Si el monte nos recuerda lo que cuenta —Dios y los
hermanos—, y el verbo subir cómo llegar, una tercera palabra resuena hoy con
mayor fuerza. Es el adjetivo todos, que prevalece en las lecturas: «todas las
naciones», decía Isaías (2,2); «todos los pueblos», hemos repetido en el
salmo; Dios quiere «que todos los hombres se salven», escribe Pablo (1 Timoteo
2,4); «id y haced discípulos a todos los pueblos», pide Jesús en el Evangelio
(Mateo 28,19). El Señor es obstinado al repetir este todos. Sabe que nosotros
somos testarudos al repetir “mío” y “nuestro”: mis cosas, nuestra gente,
nuestra comunidad..., y Él no se cansa de repetir: “todos”. Todos, porque ninguno está excluido de su
corazón, de su salvación; todos, para que nuestro corazón vaya más allá de
las aduanas humanas, más allá de los particularismos fundados en
egoísmos que no agradan a Dios. Todos, porque cada uno es un tesoro precioso y
el sentido de la vida es dar a los demás este tesoro. Esta es la misión:
subir al monte a rezar por todos y bajar del monte para hacerse don a todos.
Subir y bajar: el
cristiano, por tanto, está siempre en movimiento, en salida. De hecho, el
imperativo de Jesús en el Evangelio es id. Todos los días cruzamos a muchas
personas, pero — podemos preguntarnos— ¿vamos al encuentro de esas personas?
¿Hacemos nuestra la invitación de Jesús o nos quedamos en nuestros propios
asuntos? Todos esperan cosas de los demás, el cristiano va hacia los demás. El testigo de Jesús jamás busca ser
destinatario de un reconocimiento de los demás, sino que es él quien debe dar
amor al que no conoce al Señor. El testigo de Jesús va al encuentro de
todos, no sólo de los suyos, de su grupito.

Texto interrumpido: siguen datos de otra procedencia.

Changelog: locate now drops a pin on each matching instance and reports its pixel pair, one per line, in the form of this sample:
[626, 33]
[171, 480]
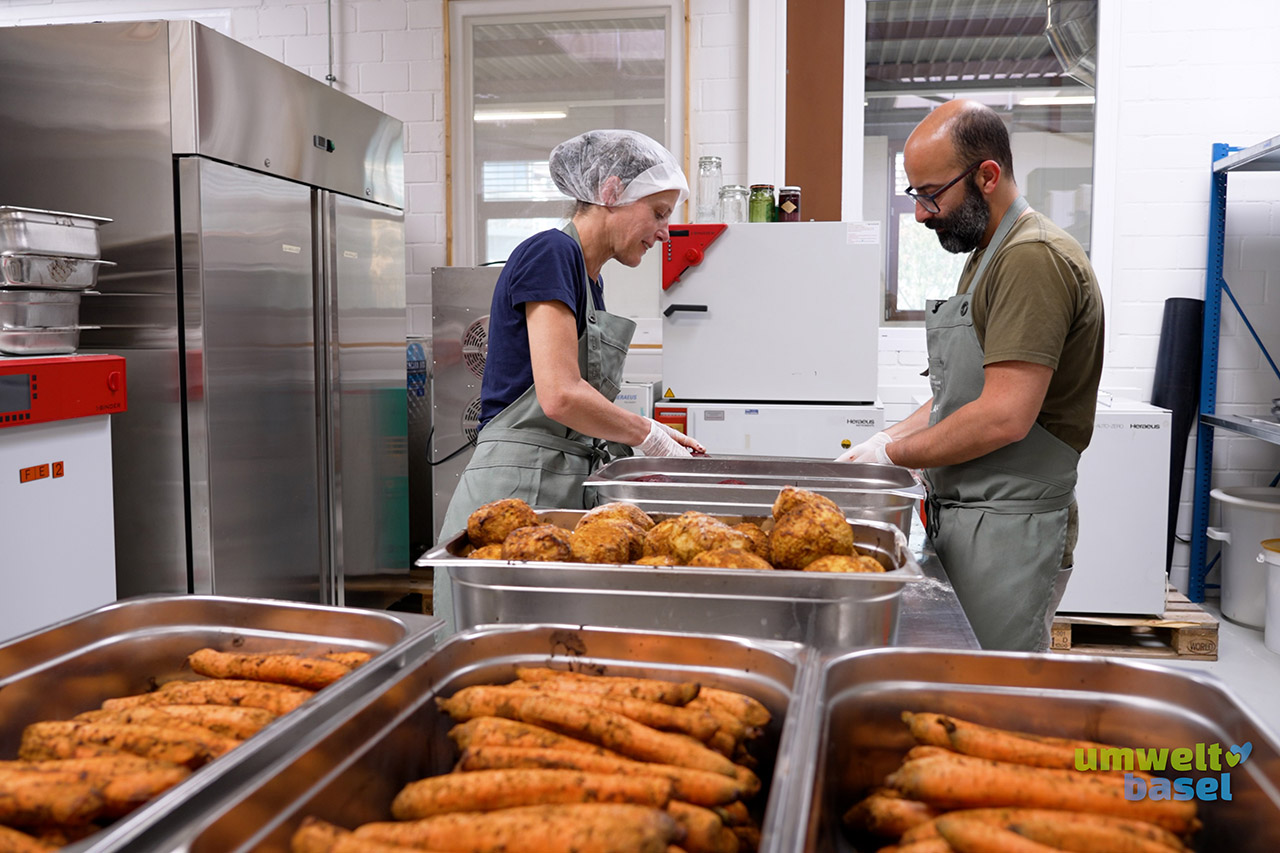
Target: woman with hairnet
[554, 361]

Jesús también te dice: “Ve, ¡no
pierdas la ocasión de testimoniar!”. Hermano, hermana: El Señor espera de ti
ese testimonio que nadie puede dar en tu lugar. «Ojalá puedas reconocer cuál
es esa palabra, ese mensaje de Jesús que Dios quiere decir al mundo con tu
vida. [...] Así tu preciosa misión no se malogrará» (Exhortación apostólica Gaudete et exsultate, 24).
¿Qué instrucciones nos da el Señor para ir al encuentro de
todos? Una sola, muy sencilla: haced discípulos. Pero, atención: discípulos
suyos, no nuestros. La Iglesia anuncia
bien sólo si vive como discípula. Y el discípulo sigue cada día al Maestro
y comparte con los demás la alegría del discipulado. No conquistando,
obligando, haciendo prosélitos, sino testimoniando, poniéndose en el mismo
nivel, discípulos con los discípulos, ofreciendo con amor ese amor que hemos
recibido. Esta es la misión: dar aire
puro, de gran altitud, a quien vive inmerso en la contaminación del mundo;
llevar a la tierra esa paz que nos llena de alegría cada vez que encontramos a
Jesús en el monte, en la oración; mostrar con la vida e incluso con palabras
que Dios ama a todos y no se cansa nunca de ninguno.
Queridos hermanos y hermanas: Cada uno de nosotros tiene,
cada uno de nosotros “es una misión en esta tierra” (cf. Exhortación
apostólica Evangelii gaudium, 273). Estamos
aquí para testimoniar, bendecir, consolar, levantar, transmitir la belleza de
Jesús. Ánimo, ¡Él espera mucho de ti! El Señor tiene una especie de
ansiedad por aquellos que aún no saben que son hijos amados del Padre,
hermanos por los que ha dado la vida y el Espíritu Santo. ¿Quieres calmar la
ansiedad de Jesús? Ve con amor hacia todos, porque tu vida es una misión
preciosa: no es un peso que soportar, sino un don para ofrecer. Ánimo, sin
miedo, ¡vayamos al encuentro de todos! Fuente: Aciprensa.